MAF Rules Forcing Risky GE Experiments Outdoors.
The Environmental Risk Management Authority has been told that MAF rules mean that GM plants must be put into the field
to test their impact on soil, because MAF don't allow the same research to be done in containment.
At a formal hearing on the Crop and Food Institute application for field-trials of GE onions, garlic and leek, the lead
scientist Tony Conner told ERMA that current MAF plant containment rules (glasshouse facilities) only allow the growing
of GM plants in sterilised soil and constrained in pots.
These regulations mean basic research cannot be conducted in containment and contentious GE research is being forced
outside into open fields.
"We were all surprised that the MAF rules were forcing the GE research into open fields when better and lower-risk
alternatives could easily be made possible," says Jon Carapiet from GE Free NZ in food and environment.

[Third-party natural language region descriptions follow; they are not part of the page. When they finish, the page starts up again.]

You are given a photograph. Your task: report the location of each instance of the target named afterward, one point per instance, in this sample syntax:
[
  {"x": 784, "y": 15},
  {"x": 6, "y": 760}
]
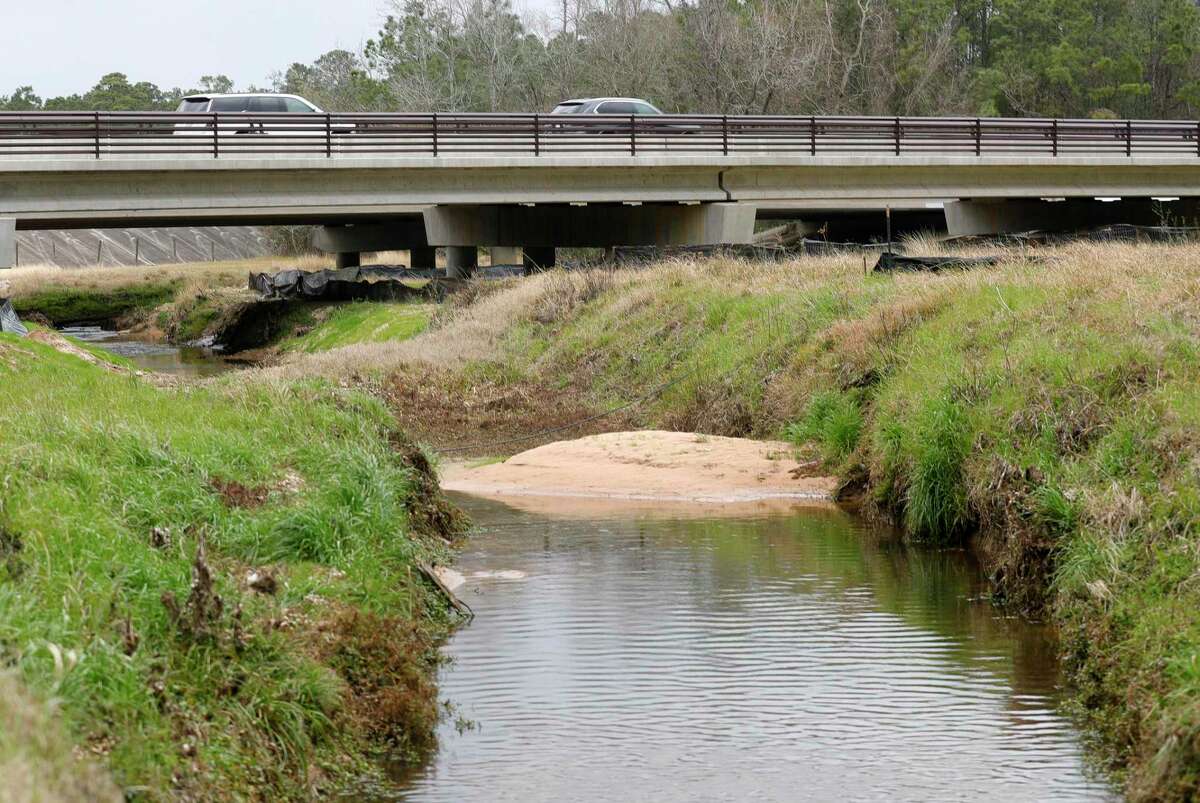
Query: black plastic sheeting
[
  {"x": 9, "y": 319},
  {"x": 897, "y": 262},
  {"x": 373, "y": 283}
]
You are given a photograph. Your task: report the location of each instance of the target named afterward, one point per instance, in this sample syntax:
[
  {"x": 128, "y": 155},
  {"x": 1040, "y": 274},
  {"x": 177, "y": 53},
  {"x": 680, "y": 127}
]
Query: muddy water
[
  {"x": 161, "y": 358},
  {"x": 787, "y": 658}
]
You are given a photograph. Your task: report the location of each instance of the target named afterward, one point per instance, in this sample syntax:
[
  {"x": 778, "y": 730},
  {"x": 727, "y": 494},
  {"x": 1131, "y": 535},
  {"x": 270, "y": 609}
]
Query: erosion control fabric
[
  {"x": 9, "y": 319},
  {"x": 348, "y": 283}
]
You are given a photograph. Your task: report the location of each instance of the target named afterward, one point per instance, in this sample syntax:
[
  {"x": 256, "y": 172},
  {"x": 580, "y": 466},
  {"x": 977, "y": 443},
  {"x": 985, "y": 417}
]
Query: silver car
[{"x": 623, "y": 106}]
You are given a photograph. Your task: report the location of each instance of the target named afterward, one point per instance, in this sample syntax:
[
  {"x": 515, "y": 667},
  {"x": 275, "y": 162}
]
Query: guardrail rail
[{"x": 101, "y": 135}]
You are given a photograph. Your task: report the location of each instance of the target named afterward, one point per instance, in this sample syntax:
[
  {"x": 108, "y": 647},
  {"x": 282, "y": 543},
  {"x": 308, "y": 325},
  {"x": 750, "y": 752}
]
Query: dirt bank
[{"x": 649, "y": 467}]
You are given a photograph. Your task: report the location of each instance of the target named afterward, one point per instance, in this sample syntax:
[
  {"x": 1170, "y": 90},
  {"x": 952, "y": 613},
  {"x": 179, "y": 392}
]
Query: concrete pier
[
  {"x": 424, "y": 256},
  {"x": 461, "y": 261},
  {"x": 589, "y": 225},
  {"x": 7, "y": 243},
  {"x": 538, "y": 258}
]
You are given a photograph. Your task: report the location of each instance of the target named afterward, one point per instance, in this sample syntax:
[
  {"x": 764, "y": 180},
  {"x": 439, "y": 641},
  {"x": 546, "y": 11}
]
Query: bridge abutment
[
  {"x": 987, "y": 217},
  {"x": 7, "y": 243}
]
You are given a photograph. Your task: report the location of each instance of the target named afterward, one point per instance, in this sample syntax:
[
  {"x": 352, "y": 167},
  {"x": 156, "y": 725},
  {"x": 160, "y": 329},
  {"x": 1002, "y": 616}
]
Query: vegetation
[
  {"x": 1050, "y": 58},
  {"x": 1049, "y": 406},
  {"x": 216, "y": 583}
]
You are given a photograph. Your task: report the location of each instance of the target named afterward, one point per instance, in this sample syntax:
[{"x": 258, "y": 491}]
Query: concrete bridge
[{"x": 539, "y": 181}]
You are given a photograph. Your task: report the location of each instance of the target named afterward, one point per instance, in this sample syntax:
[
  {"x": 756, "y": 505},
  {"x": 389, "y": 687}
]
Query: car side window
[
  {"x": 268, "y": 105},
  {"x": 228, "y": 105},
  {"x": 616, "y": 107}
]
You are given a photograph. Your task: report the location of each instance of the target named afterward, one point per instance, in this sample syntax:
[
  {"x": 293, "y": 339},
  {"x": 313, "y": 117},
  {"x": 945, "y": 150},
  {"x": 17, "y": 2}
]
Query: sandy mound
[{"x": 672, "y": 467}]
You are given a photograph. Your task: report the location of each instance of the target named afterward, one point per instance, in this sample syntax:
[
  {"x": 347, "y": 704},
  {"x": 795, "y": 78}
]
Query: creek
[
  {"x": 778, "y": 658},
  {"x": 161, "y": 358}
]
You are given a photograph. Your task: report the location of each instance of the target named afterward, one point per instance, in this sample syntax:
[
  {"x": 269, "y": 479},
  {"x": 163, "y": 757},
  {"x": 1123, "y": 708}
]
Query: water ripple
[{"x": 774, "y": 659}]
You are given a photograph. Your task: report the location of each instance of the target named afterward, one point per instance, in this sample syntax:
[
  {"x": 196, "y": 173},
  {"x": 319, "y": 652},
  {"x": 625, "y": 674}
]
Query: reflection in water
[
  {"x": 771, "y": 659},
  {"x": 160, "y": 358}
]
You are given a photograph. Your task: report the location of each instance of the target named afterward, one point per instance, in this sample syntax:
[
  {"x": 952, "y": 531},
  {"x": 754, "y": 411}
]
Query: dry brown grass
[{"x": 37, "y": 762}]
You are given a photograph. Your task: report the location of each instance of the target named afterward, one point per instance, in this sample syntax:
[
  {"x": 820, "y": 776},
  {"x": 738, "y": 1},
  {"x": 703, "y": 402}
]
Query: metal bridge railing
[{"x": 101, "y": 135}]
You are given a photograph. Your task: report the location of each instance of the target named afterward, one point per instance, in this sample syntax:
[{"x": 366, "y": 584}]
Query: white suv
[
  {"x": 258, "y": 102},
  {"x": 261, "y": 103}
]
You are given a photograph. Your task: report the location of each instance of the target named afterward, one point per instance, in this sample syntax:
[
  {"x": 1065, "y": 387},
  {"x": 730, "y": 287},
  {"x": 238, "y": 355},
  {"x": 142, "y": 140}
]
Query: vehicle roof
[
  {"x": 213, "y": 95},
  {"x": 593, "y": 100}
]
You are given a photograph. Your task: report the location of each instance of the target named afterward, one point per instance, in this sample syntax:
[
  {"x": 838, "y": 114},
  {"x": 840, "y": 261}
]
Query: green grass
[
  {"x": 108, "y": 487},
  {"x": 65, "y": 305},
  {"x": 364, "y": 322}
]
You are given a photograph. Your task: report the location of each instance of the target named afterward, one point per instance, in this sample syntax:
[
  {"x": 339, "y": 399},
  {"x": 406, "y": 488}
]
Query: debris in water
[
  {"x": 503, "y": 574},
  {"x": 262, "y": 581}
]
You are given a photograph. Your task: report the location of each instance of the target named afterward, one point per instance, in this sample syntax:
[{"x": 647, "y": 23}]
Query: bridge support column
[
  {"x": 421, "y": 257},
  {"x": 504, "y": 255},
  {"x": 7, "y": 241},
  {"x": 538, "y": 258},
  {"x": 461, "y": 261}
]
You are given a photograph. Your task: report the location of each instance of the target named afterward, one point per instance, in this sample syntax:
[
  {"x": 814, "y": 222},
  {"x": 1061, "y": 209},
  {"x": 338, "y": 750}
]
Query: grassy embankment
[
  {"x": 133, "y": 521},
  {"x": 184, "y": 303},
  {"x": 1049, "y": 408}
]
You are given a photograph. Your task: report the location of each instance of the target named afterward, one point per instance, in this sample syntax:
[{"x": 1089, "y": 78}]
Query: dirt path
[{"x": 648, "y": 468}]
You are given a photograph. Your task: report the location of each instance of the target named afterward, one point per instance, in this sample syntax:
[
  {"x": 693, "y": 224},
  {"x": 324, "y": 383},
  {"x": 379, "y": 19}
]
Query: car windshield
[
  {"x": 193, "y": 105},
  {"x": 229, "y": 103}
]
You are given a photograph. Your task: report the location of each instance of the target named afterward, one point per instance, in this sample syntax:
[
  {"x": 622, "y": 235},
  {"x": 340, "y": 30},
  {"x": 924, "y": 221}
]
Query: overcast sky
[{"x": 61, "y": 47}]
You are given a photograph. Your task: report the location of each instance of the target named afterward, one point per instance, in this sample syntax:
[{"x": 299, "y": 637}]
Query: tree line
[{"x": 1012, "y": 58}]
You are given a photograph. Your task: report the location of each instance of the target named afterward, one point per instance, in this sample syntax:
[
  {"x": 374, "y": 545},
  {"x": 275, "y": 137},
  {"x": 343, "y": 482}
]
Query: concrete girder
[
  {"x": 396, "y": 234},
  {"x": 604, "y": 225},
  {"x": 119, "y": 191}
]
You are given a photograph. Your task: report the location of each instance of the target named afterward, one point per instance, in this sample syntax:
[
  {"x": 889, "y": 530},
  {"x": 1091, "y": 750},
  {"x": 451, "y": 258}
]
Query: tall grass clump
[
  {"x": 935, "y": 503},
  {"x": 834, "y": 420}
]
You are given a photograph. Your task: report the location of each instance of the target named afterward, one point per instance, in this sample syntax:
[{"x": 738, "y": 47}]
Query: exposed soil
[
  {"x": 649, "y": 466},
  {"x": 477, "y": 417}
]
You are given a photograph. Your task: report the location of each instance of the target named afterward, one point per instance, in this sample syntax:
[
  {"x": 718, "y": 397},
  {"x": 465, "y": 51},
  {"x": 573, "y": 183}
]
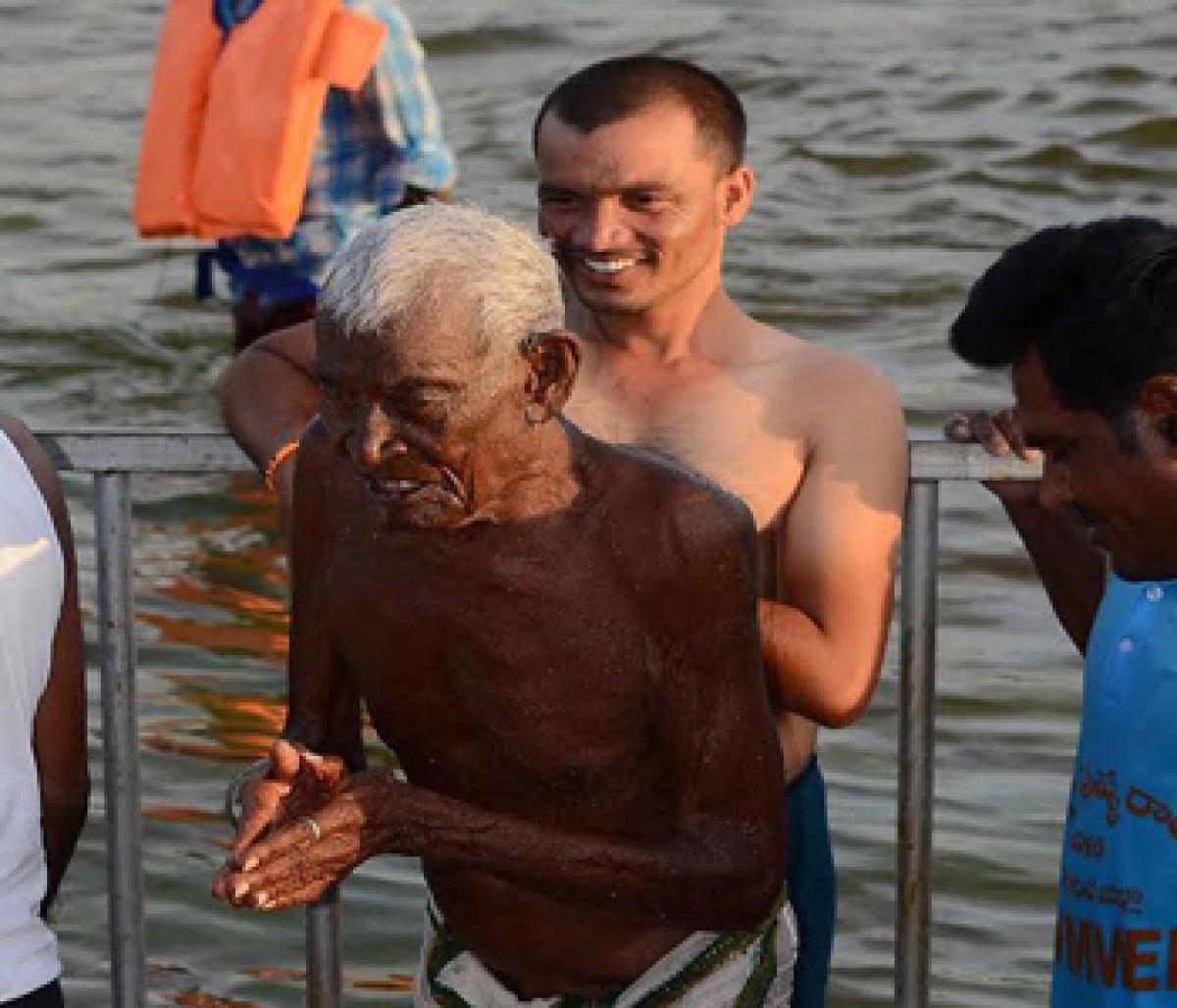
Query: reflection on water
[{"x": 899, "y": 143}]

"GE crop field-trials present a serious risk of contamination of the environment and damage to New Zealand's brand
image."
The Authority (ERMA) has been asked to consider the option of a simple rule-change to provide conditions that allow the
use of real soil medium in glasshouses as an alternative to the proposed GE field experiments.
The Minister for the Environment Trevor Mallard will also be asked to take action to make contained ethical GE research
feasible.
Contained applications of ethical gene technology is the ideal middle path that will serve the National interest. It can
provide gene science with research facilities that do not risk contamination of land, other crops or destruction of the
clean, green, natural image underpinning New Zealand's economy.